The AfD had shocked Merkel last Sunday by winning 20.8 percent in a state election in Mecklenburg-Vorpommern with her Christian Democrats (CDU) falling to third with 19 percent. That rout had sparked renewed criticism of her pro-refugee course.
But in the local elections in the neighboring western state of Lower Saxony, the CDU was top with 34.4 percent, according to preliminary results published on Monday. The center-left Social Democrats (SPD) were second with 31.2, the Greens third with 10.9 percent, the AfD at 7.8 percent.
In local elections in the western state of Hesse in March the AfD had won 11.9 percent.

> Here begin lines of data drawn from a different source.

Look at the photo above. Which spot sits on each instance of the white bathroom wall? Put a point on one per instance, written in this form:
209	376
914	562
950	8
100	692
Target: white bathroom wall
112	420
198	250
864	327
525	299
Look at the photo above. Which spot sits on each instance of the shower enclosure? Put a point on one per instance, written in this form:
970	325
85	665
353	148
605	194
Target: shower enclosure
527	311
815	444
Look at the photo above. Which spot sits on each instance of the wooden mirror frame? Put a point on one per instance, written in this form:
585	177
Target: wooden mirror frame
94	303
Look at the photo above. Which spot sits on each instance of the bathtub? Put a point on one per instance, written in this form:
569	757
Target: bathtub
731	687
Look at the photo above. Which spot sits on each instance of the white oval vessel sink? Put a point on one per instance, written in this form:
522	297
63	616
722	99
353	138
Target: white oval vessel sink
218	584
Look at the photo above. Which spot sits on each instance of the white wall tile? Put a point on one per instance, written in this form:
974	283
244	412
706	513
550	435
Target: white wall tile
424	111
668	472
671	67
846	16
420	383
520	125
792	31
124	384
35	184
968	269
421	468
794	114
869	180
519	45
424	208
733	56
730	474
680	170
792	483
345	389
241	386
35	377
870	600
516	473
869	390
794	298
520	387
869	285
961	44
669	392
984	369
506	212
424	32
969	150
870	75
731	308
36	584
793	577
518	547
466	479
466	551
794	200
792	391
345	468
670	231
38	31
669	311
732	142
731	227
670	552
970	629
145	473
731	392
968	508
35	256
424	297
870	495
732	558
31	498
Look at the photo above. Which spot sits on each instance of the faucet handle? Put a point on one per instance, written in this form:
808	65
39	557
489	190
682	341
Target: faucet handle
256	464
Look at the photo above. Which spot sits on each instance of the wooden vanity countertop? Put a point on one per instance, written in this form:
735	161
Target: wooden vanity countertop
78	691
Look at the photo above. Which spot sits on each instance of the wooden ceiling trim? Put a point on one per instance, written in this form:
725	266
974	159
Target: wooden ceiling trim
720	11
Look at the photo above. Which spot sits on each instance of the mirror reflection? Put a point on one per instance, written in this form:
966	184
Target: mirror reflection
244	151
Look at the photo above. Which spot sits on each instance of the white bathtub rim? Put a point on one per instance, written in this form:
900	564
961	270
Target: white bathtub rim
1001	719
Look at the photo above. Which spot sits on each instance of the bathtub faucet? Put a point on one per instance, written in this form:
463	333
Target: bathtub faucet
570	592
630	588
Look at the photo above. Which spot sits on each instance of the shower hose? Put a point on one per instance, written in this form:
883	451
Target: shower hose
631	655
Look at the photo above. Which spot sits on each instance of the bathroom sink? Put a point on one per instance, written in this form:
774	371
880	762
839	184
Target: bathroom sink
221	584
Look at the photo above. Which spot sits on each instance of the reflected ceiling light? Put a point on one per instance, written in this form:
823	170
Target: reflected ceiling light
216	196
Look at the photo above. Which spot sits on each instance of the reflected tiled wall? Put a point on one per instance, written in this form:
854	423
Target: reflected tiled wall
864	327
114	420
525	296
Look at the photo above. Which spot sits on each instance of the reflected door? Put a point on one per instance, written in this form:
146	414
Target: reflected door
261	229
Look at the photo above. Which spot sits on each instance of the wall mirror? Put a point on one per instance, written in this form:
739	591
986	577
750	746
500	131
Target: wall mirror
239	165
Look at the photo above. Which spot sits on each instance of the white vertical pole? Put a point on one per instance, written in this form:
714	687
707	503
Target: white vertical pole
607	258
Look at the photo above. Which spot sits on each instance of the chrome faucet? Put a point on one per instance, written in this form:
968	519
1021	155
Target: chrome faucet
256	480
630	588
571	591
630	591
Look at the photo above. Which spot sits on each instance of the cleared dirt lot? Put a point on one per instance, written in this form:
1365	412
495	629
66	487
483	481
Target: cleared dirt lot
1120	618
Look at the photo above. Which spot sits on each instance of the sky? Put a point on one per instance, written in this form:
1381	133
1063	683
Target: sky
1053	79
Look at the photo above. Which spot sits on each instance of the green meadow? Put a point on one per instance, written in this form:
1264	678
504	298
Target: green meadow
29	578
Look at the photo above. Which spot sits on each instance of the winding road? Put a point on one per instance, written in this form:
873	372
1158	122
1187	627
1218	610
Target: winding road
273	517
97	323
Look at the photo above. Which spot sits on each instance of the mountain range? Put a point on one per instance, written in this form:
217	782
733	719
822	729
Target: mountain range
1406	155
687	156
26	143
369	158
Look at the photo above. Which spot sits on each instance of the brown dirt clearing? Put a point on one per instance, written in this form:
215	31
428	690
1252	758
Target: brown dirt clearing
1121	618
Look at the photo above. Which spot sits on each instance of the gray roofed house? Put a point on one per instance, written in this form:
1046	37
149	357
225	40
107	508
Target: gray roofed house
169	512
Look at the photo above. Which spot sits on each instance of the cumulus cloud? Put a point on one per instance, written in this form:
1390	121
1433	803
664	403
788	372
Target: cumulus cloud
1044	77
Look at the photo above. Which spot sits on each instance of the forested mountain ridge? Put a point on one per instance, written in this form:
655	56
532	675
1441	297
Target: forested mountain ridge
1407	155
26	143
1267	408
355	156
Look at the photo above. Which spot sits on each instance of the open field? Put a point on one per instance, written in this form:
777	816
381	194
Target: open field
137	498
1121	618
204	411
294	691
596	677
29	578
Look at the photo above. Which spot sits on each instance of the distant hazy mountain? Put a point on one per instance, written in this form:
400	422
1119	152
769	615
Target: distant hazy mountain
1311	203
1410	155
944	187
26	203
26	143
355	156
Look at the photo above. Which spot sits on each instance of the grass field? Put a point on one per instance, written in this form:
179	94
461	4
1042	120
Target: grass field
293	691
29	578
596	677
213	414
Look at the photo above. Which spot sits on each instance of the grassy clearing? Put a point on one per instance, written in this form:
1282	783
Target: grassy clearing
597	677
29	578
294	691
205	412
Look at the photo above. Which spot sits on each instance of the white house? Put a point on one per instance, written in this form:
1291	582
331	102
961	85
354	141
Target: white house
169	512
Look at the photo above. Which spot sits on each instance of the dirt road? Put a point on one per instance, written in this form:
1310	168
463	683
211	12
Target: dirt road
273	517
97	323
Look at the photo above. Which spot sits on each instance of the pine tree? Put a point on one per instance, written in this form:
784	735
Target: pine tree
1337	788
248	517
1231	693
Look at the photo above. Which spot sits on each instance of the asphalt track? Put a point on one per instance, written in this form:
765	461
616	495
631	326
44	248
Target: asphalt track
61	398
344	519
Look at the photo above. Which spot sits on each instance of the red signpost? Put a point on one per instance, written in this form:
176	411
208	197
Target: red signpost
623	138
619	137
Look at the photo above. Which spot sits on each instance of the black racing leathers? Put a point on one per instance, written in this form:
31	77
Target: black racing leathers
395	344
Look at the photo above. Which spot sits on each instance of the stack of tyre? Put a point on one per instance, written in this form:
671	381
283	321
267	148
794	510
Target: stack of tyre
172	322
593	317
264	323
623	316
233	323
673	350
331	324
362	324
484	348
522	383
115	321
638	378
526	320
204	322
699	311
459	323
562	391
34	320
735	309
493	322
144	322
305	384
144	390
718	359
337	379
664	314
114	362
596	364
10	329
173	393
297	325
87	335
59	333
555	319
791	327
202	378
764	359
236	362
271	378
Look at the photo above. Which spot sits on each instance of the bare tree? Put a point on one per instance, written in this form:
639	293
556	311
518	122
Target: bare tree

The AfD is stronger in the former communist east. In Lower Saxony, it was below 10 percent in most towns and cities but it did win 10.1 percent in the state capital of Hanover - behind the SPD (31.2 percent), CDU (29 percent), Greens (13.6 percent).
Last Sunday's election in Mecklenburg-Vorpommern was the first time the CDU lost to a far-right party in a state election.
The AfD played on the public's angst that refugees, some 70 percent of whom are Muslims, are overrunning Germany, siphoning away housing, resources and jobs from Germans. Merkel rejected that argument, saying no funds were taken away for refugees.
The AfD has climbed steadily in national polls lately. An Emnid poll for Bild am Sonntag newspaper on Sunday showed support for the AfD rising by one point to 13 percent while Merkel's Christian Democrats lost one point to 33 percent.